What top three fixes would enhance overall accessibility?
On top of that, remember this simple rule: user insight now means fewer late-night panic fixes later.
Best Practices & Dos and Don’ts for Crafting Accessible Survey Questions
Building an accessible survey tool is as much art as science, and you can absolutely master both. Here’s how to ace it:
Stick to plain-language at about a 6th-grade reading level, and ditch the jargon so no one needs a dictionary.
Offer surveys in multiple formats, such as screen-reader friendly web forms, large-print PDFs, and braille if requested.
Don’t rely on color alone for choices, and add clear scale labels so every option is easy to understand.
Group related questions together, and always offer “Not applicable” options so people are not forced into answers that do not fit.
DO pilot test your survey tool with people who have different disabilities, because real feedback beats guessing every time.
DON’T embed images without alt text or use CAPTCHAs with no audio alternative, unless you want half your audience locked out.
Always highlight confidentiality so honesty feels safe and people know their responses are protected.
Ensure your accessible survey tool itself meets WCAG 2.2 AA standards so you do not end up with an “accessibility” survey that is not actually accessible.
One checklist run-through can turn your survey into a place where everyone feels welcome.
Turning accessibility insights into real change is what sets great organizations apart, and you can be one of them. Map survey results to goals, track improvements, and celebrate each win so progress feels visible.
Audit, survey, remediate, and resurvey, and you create an ongoing loop of betterment that keeps getting stronger. Plus, the best thing you can do is start today and keep improving, because your next great accessibilité questionnaire could be the bridge someone needs.

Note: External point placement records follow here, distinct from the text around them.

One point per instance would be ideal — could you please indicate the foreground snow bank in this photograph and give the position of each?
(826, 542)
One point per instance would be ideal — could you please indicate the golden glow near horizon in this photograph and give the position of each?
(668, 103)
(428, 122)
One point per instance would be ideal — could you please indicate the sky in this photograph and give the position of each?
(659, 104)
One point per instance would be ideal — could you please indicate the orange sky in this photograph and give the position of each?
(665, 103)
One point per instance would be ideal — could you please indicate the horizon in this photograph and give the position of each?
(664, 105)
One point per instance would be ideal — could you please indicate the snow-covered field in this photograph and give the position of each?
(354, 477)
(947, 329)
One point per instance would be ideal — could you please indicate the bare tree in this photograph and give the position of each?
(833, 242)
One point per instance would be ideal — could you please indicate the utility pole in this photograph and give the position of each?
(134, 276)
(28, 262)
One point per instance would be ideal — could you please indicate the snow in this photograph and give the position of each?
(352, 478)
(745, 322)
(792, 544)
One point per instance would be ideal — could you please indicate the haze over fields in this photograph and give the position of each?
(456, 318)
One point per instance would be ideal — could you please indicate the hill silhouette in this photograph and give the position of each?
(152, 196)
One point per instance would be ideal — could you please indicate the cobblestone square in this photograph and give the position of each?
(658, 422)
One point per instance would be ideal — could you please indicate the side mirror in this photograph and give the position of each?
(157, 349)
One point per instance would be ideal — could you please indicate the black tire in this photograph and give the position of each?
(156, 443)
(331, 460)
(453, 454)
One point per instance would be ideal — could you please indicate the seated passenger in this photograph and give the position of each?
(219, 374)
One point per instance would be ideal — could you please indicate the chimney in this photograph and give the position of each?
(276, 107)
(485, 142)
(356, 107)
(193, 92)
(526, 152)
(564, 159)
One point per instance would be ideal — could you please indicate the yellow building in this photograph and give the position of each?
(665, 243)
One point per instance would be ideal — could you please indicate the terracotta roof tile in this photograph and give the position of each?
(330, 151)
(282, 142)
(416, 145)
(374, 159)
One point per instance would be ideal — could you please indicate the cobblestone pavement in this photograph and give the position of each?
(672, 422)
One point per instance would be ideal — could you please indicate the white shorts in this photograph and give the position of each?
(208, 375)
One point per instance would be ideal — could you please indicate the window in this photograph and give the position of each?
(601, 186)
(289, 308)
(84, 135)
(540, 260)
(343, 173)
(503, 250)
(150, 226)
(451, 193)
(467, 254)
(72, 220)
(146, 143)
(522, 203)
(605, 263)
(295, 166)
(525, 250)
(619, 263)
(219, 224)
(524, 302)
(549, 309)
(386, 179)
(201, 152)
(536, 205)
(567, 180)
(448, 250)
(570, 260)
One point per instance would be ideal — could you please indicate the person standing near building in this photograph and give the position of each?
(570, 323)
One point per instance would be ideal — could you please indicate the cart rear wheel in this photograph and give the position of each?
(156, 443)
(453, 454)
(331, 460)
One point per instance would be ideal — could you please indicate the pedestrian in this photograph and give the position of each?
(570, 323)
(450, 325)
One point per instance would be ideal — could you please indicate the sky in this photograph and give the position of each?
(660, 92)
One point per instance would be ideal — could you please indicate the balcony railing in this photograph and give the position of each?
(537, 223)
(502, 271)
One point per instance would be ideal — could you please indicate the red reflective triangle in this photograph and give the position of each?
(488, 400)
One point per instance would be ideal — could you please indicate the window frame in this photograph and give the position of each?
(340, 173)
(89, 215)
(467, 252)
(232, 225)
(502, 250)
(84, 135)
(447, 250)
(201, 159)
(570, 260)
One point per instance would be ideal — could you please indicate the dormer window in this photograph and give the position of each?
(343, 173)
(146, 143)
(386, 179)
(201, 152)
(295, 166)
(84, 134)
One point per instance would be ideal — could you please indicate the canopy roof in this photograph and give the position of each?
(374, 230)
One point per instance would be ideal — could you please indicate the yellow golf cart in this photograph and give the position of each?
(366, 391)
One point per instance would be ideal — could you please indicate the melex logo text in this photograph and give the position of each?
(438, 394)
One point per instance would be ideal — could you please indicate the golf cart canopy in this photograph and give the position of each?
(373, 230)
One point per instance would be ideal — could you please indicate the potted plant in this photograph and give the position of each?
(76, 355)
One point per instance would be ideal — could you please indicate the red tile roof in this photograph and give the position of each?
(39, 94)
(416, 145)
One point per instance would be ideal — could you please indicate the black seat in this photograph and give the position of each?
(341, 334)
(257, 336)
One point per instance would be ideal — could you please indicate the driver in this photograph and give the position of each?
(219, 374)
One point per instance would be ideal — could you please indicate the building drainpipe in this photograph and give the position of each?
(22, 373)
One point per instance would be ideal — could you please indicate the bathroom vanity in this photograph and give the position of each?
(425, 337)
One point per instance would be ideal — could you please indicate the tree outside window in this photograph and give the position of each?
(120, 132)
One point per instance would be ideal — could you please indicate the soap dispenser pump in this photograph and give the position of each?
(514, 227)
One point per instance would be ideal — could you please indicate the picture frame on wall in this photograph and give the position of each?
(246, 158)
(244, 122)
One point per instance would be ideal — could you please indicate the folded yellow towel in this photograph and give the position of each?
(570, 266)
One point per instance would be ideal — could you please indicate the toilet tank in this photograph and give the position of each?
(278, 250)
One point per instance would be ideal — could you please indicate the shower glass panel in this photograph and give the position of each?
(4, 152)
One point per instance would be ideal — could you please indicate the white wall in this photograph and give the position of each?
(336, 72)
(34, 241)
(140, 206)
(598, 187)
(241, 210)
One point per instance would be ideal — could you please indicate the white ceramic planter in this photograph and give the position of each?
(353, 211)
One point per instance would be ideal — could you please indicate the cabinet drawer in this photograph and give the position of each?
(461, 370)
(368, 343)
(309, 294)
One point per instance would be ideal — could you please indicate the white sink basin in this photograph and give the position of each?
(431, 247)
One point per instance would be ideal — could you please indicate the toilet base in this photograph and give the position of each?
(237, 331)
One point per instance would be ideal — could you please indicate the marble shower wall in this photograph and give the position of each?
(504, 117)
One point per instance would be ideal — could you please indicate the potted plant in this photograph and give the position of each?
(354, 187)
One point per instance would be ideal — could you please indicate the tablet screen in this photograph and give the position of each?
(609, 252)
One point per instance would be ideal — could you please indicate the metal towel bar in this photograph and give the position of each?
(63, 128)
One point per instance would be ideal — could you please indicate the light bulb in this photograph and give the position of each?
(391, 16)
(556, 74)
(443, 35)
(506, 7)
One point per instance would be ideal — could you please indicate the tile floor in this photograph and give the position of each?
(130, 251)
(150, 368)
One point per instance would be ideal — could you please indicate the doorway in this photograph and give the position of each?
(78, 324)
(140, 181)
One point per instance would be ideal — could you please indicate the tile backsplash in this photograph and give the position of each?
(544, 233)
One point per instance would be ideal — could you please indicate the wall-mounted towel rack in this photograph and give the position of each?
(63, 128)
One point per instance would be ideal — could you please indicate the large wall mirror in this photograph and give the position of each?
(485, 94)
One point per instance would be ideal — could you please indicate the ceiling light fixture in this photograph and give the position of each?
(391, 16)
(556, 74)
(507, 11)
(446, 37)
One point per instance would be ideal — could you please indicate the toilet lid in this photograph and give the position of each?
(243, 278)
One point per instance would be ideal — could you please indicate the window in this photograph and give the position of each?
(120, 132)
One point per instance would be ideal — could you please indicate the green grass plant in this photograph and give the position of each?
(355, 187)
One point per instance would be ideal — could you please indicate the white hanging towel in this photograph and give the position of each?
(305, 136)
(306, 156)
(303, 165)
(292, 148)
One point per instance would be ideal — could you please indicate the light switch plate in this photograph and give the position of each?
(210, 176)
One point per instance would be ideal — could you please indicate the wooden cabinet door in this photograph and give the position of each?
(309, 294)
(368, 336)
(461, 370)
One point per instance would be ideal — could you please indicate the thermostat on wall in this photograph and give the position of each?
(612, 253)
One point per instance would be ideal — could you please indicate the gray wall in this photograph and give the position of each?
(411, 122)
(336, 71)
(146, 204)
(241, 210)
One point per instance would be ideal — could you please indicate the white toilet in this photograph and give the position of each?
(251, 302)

Accessibility Survey Best Practices: Dos & Don’ts
Ready to master the art of accessible surveys? You’re about to turn every response into real insight.
Here’s your checklist for survey greatness:
Use plain language. You get more honest answers when people don’t need a dictionary to respond.

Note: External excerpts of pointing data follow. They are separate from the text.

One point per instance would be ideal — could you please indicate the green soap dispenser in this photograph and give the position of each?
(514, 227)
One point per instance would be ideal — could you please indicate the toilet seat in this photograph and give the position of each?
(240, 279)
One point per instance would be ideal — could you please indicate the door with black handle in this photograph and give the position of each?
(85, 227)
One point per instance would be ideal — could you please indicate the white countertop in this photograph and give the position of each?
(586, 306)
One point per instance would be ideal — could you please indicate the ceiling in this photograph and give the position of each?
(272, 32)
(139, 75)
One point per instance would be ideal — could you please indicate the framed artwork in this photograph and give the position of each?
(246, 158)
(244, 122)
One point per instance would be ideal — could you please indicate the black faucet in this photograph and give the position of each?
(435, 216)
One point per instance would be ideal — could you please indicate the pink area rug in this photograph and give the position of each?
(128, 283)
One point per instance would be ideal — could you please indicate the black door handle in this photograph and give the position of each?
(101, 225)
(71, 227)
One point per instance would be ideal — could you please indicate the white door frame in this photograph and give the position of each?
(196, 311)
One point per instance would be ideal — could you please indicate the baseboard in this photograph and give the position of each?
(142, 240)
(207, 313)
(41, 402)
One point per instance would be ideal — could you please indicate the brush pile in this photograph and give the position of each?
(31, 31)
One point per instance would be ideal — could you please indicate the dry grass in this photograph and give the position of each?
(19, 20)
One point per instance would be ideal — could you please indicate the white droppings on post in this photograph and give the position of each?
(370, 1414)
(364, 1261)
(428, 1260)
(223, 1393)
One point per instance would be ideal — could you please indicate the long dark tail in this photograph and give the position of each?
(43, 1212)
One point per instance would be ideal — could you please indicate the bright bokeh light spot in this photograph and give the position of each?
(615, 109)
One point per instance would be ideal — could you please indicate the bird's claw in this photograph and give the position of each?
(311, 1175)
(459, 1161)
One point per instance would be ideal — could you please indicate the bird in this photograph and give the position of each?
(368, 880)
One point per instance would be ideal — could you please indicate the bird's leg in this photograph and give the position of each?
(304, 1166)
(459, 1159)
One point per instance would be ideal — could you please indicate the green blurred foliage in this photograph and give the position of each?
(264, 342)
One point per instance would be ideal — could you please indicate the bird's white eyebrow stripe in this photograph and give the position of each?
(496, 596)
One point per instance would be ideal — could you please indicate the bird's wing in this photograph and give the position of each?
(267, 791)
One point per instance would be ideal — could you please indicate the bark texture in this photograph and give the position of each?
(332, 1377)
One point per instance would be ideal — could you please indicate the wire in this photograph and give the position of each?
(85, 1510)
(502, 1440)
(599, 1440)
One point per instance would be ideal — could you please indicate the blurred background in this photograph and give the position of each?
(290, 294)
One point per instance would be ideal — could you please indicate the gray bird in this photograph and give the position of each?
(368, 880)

Offer multiple formats, so everyone can participate in the way that works best for them.
Anonymity matters, especially when you ask about sensitive or personal topics.
Test your survey with real assistive tech, so you catch issues before your participants do.
Short surveys get more honest (and finished!) responses, because nobody loves a marathon questionnaire.
Don’t forget these key “nope” moments:
Never force anyone to disclose a disability, because that’s personal info they should always control.
Don’t lean on jargon or fancy terms, since that just builds walls between you and clear answers.
Don’t use only visual cues; some folks will miss them completely.
Always add alt text for images, since you never know who’s listening instead of looking.
Never ignore the feedback you get, because follow-up shows you actually mean it.
Here’s the thing: a solid accessibility survey is your starting line, not just a finish line.
With questions to ask about accessibility in hand, plus a dash of curiosity, you’re on your way to stronger inclusion, happier customers, and fewer surprises every time you hit “send.”